– Elles se nourrissaient de mélasse, répondit le Loir après deux minutes de réflexion.
– Voyons, cela n’est pas possible, fit observer Alice d’une voix douce. Elles auraient été malades.
– Elles étaient malades, très malades.»
Alice essaya de s’imaginer à quoi pourrait bien ressembler un genre d’existence si extraordinaire, mais cela lui cassa tellement la tête qu’elle préféra continuer à poser des questions: «Pourquoi vivaient-elles au fond d’un puits?
– Prends donc un peu plus de thé, lui dit le Lièvre de Mars le plus sérieusement du monde.
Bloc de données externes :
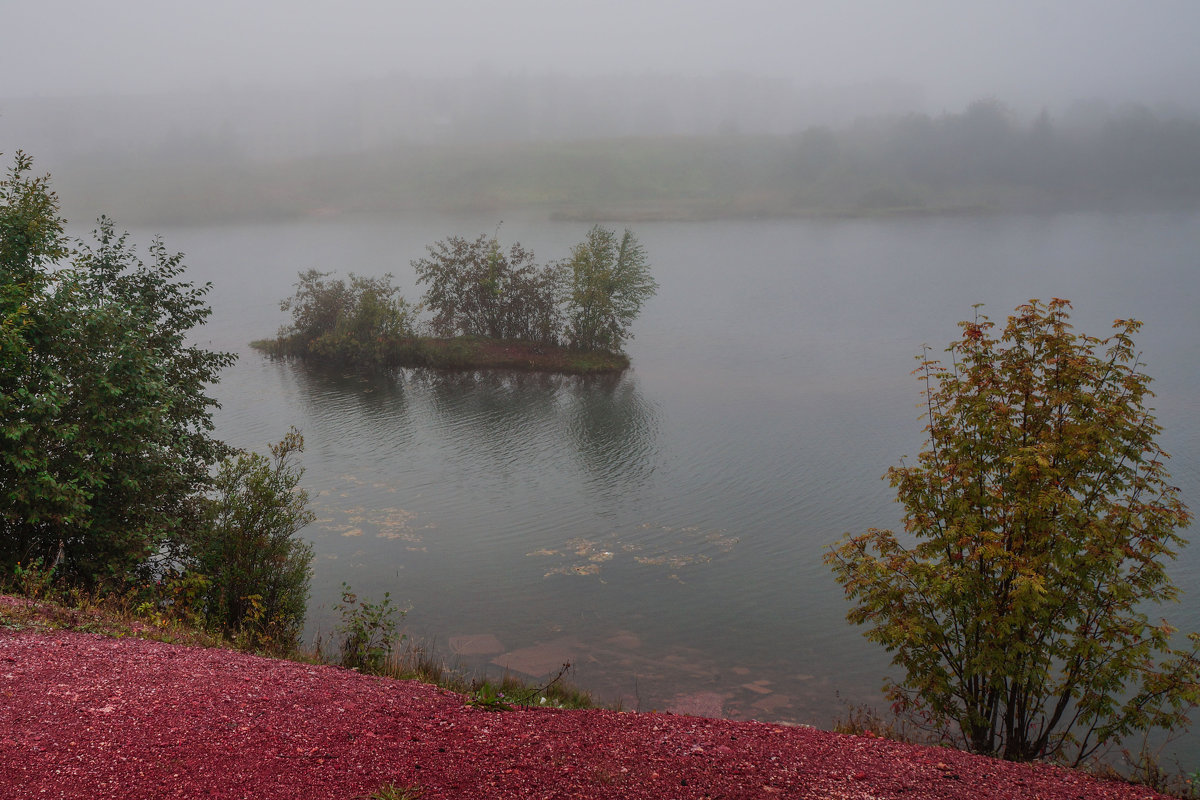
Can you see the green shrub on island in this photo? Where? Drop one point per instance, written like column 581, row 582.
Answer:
column 491, row 308
column 361, row 320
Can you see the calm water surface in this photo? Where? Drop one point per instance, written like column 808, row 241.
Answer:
column 664, row 530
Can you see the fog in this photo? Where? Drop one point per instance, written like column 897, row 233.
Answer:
column 133, row 95
column 1030, row 53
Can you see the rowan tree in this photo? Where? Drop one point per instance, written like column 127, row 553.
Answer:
column 1041, row 519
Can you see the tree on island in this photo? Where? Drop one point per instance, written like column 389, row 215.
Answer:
column 1042, row 518
column 610, row 282
column 475, row 288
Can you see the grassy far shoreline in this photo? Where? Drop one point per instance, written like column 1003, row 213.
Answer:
column 468, row 353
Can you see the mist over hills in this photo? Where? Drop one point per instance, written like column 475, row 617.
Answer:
column 594, row 148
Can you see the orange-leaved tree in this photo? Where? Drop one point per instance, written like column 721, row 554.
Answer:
column 1039, row 519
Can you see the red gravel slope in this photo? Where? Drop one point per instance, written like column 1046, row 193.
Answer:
column 87, row 716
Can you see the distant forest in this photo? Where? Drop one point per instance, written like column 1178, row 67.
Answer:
column 737, row 161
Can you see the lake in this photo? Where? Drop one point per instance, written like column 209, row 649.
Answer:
column 664, row 530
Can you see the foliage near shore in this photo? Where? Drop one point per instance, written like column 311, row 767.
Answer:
column 111, row 480
column 1044, row 519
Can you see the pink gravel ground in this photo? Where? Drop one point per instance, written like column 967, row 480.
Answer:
column 88, row 716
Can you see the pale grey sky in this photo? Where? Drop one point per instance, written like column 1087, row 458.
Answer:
column 1025, row 52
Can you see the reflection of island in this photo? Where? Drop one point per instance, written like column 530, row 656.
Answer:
column 615, row 431
column 483, row 422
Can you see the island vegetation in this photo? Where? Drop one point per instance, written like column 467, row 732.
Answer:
column 1042, row 509
column 491, row 308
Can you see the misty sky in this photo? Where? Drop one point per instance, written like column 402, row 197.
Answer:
column 1027, row 53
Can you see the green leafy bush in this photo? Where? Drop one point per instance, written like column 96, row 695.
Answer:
column 363, row 320
column 369, row 632
column 256, row 569
column 475, row 288
column 105, row 414
column 610, row 282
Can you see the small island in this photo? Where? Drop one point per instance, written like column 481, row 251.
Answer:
column 492, row 308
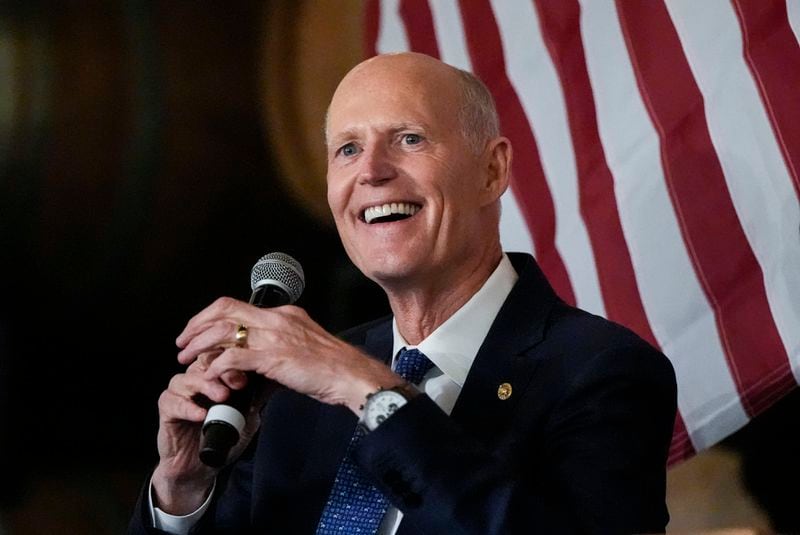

– Je n’ai encore rien pris, répondit-elle d’un ton offensé. Je ne peux pas prendre quelque chose de plus.
– Tu veux dire que tu ne peux pas prendre quelque chose de moins, fit observer le Chapelier; mais il est très facile de prendre plus que rien.
– Personne ne vous a demandé votre avis, répliqua Alice.
– Qui est-ce qui fait des allusions personnelles, à présent?» demanda le Chapelier d’un ton de triomphe.
Alice ne sut trop que répondre à cela. En conséquence, elle prit un peu de thé et de pain beurré, puis elle se tourna vers le Loir et répéta sa question: «Pourquoi vivaient-elles au fond d’un puits?»
De nouveau le Loir réfléchit pendant deux bonnes minutes. Ensuite il déclara: «C’était un puits de mélasse.
– Cela n’existe pas!» s’écria Alice avec colère.
Mais le Chapelier et le Lièvre de Mars firent: «Chut! Chut!» et le Loir observa d’un ton maussade: «Si tu ne peux pas être polie, tu ferais mieux de finir toi-même l’histoire.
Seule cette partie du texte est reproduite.